Recognizing the Signs and Symptoms
Recognizing the Signs and Symptoms
The hallmark of Beckwith-Wiedemann Syndrome is overgrowth in specific body parts. Some common signs and symptoms include:
- Large birth weight: Babies with BWS often weigh significantly more than average at birth.
- Macroglossia: An enlarged tongue, which can cause feeding difficulties.
- Omphalocele: A protrusion of abdominal organs through the belly button.
- Ear creases: Characteristic folds or creases in the earlobes.
- Hemangiomas: Benign tumors of blood vessels that can appear on the skin or organs.
- Increased risk of childhood cancers: Children with BWS have a higher likelihood of developing certain cancers, particularly Wilms tumor (kidney cancer) and hepatoblastoma (liver cancer).
Causes
Causes
BWS arises from changes in the genetic material, specifically in the region of chromosome 11p15. These alterations can be:
- Epigenetic changes: These involve modifications to the DNA that influence gene expression without altering the DNA sequence itself.

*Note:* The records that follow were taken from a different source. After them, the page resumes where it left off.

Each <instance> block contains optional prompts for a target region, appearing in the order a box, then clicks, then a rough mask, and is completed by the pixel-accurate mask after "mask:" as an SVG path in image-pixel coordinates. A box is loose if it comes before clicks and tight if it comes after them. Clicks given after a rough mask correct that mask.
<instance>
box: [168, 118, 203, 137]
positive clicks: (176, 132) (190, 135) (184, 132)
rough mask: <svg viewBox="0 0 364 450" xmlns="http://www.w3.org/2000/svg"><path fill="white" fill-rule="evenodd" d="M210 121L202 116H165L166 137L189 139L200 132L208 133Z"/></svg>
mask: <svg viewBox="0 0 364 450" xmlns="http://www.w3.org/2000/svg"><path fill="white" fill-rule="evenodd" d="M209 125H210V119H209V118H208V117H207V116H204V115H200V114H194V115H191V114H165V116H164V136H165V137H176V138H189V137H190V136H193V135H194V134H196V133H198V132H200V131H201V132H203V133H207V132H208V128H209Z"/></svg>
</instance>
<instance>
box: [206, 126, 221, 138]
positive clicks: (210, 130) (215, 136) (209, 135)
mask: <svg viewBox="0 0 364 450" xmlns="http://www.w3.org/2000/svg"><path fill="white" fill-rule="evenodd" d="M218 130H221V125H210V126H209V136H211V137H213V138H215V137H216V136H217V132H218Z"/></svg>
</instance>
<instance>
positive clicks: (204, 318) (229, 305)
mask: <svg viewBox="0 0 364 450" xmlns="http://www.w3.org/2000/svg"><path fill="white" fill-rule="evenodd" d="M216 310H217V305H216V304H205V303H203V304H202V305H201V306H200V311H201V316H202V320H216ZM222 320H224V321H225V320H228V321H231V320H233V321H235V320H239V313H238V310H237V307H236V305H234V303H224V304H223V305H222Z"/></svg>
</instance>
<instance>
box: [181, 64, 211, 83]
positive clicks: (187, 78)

- Genetic mutations: Direct alterations to the DNA sequence within the genes mentioned above.
- Inheritance: In some cases, BWS can be inherited from a parent carrying a gene mutation.
Inheritance/recurrence risk
Inheritance or Recurrence Risk
The inheritance pattern of BWS varies depending on the underlying genetic change. In cases of epigenetic changes, the risk of recurrence in subsequent pregnancies is relatively low. However, if a parent carries a gene mutation, the risk of passing it down to their children is 50%.